Now, a year later, the U.S. Court of Appeals for the Federal Circuit has rejected the appeal from Apple, stating that it had ‘considered Apple’s remaining arguments and find them unpersuasive.’ As a result, Apple is responsible for the 5.3% import duties on the iPad 2 Smart Cover.

For more information on this case, see our coverage.

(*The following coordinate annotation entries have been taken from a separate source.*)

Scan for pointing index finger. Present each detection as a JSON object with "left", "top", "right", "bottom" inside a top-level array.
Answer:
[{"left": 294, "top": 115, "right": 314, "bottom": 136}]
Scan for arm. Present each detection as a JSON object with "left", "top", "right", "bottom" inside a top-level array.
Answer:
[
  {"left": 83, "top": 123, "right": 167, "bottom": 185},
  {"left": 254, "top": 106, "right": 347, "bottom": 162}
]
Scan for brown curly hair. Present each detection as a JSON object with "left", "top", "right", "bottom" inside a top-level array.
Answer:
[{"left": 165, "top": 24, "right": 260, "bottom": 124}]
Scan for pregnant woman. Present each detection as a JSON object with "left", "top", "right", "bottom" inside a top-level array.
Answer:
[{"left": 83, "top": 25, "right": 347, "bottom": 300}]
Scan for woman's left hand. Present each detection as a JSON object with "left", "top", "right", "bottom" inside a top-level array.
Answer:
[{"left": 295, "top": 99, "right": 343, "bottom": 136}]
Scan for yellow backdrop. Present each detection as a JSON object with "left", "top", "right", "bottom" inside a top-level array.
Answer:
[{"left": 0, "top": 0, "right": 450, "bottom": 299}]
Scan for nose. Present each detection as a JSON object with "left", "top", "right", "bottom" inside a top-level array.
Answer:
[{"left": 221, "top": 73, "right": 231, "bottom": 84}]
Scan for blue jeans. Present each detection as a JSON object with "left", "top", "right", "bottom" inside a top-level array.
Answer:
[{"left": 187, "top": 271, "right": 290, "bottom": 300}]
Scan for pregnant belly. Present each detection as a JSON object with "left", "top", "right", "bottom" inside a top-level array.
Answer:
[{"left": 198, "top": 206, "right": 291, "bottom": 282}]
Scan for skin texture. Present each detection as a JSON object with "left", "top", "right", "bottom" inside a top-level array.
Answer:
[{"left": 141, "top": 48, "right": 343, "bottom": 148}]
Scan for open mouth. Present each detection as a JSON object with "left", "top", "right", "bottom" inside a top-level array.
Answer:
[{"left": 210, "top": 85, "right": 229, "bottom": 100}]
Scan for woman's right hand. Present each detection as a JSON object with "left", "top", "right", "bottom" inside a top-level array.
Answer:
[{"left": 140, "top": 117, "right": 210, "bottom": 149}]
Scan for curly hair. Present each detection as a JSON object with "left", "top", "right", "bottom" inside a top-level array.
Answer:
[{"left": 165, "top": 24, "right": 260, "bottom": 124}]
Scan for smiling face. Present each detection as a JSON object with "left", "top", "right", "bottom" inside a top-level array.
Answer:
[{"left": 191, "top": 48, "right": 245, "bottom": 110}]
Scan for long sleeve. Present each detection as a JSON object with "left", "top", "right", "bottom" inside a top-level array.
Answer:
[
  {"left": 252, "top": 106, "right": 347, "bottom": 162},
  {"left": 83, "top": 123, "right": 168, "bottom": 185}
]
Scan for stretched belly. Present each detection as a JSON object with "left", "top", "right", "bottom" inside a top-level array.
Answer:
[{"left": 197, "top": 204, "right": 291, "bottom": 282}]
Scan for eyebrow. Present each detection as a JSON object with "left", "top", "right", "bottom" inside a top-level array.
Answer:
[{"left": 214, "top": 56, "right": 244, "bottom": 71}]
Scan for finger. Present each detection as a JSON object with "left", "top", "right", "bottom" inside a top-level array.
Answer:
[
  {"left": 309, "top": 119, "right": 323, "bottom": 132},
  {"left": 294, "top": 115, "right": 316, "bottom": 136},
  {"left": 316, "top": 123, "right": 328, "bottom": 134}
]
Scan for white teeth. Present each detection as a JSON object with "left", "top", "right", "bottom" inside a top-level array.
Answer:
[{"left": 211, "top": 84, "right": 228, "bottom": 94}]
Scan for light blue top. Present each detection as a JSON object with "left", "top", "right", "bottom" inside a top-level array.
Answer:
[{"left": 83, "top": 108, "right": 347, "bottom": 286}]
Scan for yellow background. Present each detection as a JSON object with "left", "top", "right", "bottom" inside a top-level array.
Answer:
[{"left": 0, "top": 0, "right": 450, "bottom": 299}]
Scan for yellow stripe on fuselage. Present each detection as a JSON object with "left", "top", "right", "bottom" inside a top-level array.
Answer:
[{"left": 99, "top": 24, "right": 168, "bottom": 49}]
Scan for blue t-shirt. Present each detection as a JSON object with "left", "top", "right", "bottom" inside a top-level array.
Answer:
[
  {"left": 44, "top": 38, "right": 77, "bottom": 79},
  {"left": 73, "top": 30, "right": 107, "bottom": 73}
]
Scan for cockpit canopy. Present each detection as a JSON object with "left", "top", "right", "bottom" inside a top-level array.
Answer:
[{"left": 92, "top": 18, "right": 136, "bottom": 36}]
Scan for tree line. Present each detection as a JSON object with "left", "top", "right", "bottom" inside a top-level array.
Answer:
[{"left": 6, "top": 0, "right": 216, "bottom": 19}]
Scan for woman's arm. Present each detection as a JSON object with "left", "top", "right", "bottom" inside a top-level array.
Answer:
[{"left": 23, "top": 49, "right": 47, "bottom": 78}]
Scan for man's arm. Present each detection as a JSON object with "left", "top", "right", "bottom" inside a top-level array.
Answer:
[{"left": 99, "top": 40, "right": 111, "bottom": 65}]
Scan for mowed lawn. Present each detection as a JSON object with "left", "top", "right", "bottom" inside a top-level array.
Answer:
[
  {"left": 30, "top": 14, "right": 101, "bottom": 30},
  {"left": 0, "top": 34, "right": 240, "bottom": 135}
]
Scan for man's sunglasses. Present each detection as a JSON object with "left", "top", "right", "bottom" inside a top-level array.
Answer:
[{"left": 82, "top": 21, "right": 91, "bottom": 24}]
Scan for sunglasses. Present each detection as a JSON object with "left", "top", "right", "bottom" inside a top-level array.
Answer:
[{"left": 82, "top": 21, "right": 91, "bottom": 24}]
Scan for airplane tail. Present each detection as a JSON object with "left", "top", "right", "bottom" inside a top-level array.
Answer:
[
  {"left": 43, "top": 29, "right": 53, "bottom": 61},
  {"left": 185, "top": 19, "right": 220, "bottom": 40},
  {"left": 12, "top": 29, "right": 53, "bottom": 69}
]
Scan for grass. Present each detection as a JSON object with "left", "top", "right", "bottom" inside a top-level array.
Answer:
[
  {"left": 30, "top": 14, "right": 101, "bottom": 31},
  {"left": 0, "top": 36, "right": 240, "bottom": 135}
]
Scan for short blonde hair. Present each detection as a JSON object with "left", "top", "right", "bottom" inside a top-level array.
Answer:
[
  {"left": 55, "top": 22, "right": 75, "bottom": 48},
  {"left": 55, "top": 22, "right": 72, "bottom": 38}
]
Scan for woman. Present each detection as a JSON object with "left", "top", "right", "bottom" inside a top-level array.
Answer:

Hulu Win Against Database Patent Affirmed by Federal Circuit

Reported by Blake Brittain on bloomberglaw.com

The Federal Circuit also affirmed the Patent Trial and Appeal Board’s decision invalidating a database management patent by Sound View Innovations, LLC in Sound View Innovations, LLC v. Hulu, LLC. Hulu and Unified Patents, LLC challenged parts of the patent, arguing that the database’s method for saving storage space had already been outlined in a textbook. The Federal Circuit agreed with the board, holding that the textbook disclosed the patent’s “monitoring” function. The Court rejected Sound View’s alternative argument that someone of ordinary skill could not create the invention based on the textbook alone. The Federal Circuit also rejected Sound View’s argument that inter partes review (“IPR”) of the patent was unconstitutional since IPR was enacted after the patent was issued. Brittain summarizes:

The PTAB’s review of a patent issued before Congress established the inter partes review process didn’t violate Sound View’s due process rights. ‘We have consistently held that the application of IPR to pre-AIA patents does not violate the Constitution,’ the court said.

For more information on this case, see our coverage.

Federal Circuit Vacates Denial of Attorneys’ Fees

Reported by Thomas Cotter on comparativepatentremedies.blogspot.com

Finally, in Electronic Communication Technologies, LLC v. ShoppersChoice.com, the Federal Circuit vacated and remanded the district court’s denial of attorneys’ fees. Electronic Communication Technologies had asserted a patent infringement claim against ShoppersChoice.com and also asserted similar claims against hundreds of companies. The district court dismissed the complaint and then cited the wrong statute in denying the Defendant’s request for attorneys’ fees. The Federal Circuit vacated and remanded, holding that the court failed to consider evidence that ECT’s litigation practices were unreasonable. Evidence of unreasonable litigation practices included standardized demand letters, repeat patent infringement actions, and forced settlements. Cotter summarized the Federal Circuit’s conclusion:

In addition, the Federal Circuit concludes that the district court ‘clearly erred by failing to consider the objective unreasonableness of ECT’s alleging infringement of claim 11 against ShoppersChoice,’ and recommends that, on remand, the court apply 35 U.S.C. § 285 (the Patent Act provision on attorneys’ fees), not the Lanham Act–even though, the court states, ‘the exceptional case standard pertaining to 35 U.S.C. § 285 applies to 15 U.S.C. § 1117.’